He aprendido que hágase lo que se haga la edad nos va a alcanzar. Botox, cirugías, cremas, ejercicios, dietas, silicones y demás, disfrazan, disimulan el embate del tiempo, pero de que llega, llega. No se retarda, se puede encubrir, pero implacable es y se muestra aun tras la mejor máscara que se utilice para ocultarla.

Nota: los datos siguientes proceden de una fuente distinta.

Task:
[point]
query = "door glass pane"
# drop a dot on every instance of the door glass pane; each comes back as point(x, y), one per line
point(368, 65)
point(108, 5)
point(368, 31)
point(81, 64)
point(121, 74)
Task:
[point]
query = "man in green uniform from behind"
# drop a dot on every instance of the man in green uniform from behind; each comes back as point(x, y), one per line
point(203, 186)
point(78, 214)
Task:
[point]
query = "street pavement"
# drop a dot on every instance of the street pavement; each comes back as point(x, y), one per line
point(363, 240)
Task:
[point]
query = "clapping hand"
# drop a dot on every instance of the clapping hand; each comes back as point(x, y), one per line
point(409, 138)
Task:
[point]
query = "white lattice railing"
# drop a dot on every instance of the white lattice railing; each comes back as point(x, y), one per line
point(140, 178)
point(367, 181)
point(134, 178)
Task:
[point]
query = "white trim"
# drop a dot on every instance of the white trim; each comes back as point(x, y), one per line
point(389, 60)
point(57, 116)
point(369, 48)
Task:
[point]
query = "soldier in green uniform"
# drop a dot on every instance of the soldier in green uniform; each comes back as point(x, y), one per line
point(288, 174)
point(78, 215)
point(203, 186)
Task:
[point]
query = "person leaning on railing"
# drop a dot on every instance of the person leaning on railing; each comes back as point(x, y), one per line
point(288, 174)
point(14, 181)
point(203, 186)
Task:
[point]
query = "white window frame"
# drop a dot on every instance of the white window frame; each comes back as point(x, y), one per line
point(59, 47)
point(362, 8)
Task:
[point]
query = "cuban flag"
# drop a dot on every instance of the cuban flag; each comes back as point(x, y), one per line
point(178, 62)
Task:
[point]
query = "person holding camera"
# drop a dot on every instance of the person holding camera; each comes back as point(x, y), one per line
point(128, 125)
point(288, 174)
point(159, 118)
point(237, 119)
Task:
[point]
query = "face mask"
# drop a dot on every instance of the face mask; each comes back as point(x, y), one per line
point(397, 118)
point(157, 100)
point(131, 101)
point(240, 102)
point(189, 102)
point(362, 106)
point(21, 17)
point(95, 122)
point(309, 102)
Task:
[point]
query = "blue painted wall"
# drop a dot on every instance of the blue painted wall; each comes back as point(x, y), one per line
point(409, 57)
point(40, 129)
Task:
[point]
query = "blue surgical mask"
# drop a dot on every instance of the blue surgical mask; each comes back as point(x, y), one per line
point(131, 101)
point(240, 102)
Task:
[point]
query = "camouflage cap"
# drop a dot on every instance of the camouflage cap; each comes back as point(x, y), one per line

Grave problema cuando no van en paralelo la edad y la aceptación de llevarla dignamente, acudiendo a estos trucos que ofrece la modernidad para lucir mejor, llegando al extremo de convertir en vicio las técnicas de rejuvenecimiento. El uso continuado de cada una de las piezas de nuestro cuerpo va a llevarnos al deterioro, y la fuente de la eterna juventud tan prometida y para algunos tan deseada, finalmente solo nos llevaría a ser un cuerpo joven con vivencias y experiencias maduras, incongruencia total que de ninguna manera suena tampoco un ideal. Mantener fresco el espíritu, si, pero sin negarle el beneficio de la experiencia, la madurez que lo hace resistente, que nos impide riesgos que otrora nos fueron permitidos y hasta festejados.
Todo tiene un límite de tiempo, el ser humano también. La vida extiende un contrato al nacer donde se oculta la fecha de vencimiento, pero muy claras tiene las cláusulas donde señala que iremos envejeciendo. Ser maduro, de la tercera edad, anciano, no es sino camino seguro de los más afortunados, si es que se consideramos que la vida es nuestra mayor fortuna. Nada se nos promete, nada se nos asegura, todo puede pasar, pero somos cautivos de seguir las reglas de la vida con la gran facultad de tener voluntad propia de cómo hacerlo. Aceptarnos con mayores o menores desventajas, con la conciencia de que tarde que temprano la edad nos alcanzará por más que intentemos escaparnos.
Vivir con dignidad nuestra edad con destellos de juventud que no encandilen, no perder el gusto por vivir y hacerlo intensamente a la medida que el deterioro implacable de nuestro cuerpo y nuestra mente nos lo permita, es un deseo que pretendo que, en lo personal, sea una realidad.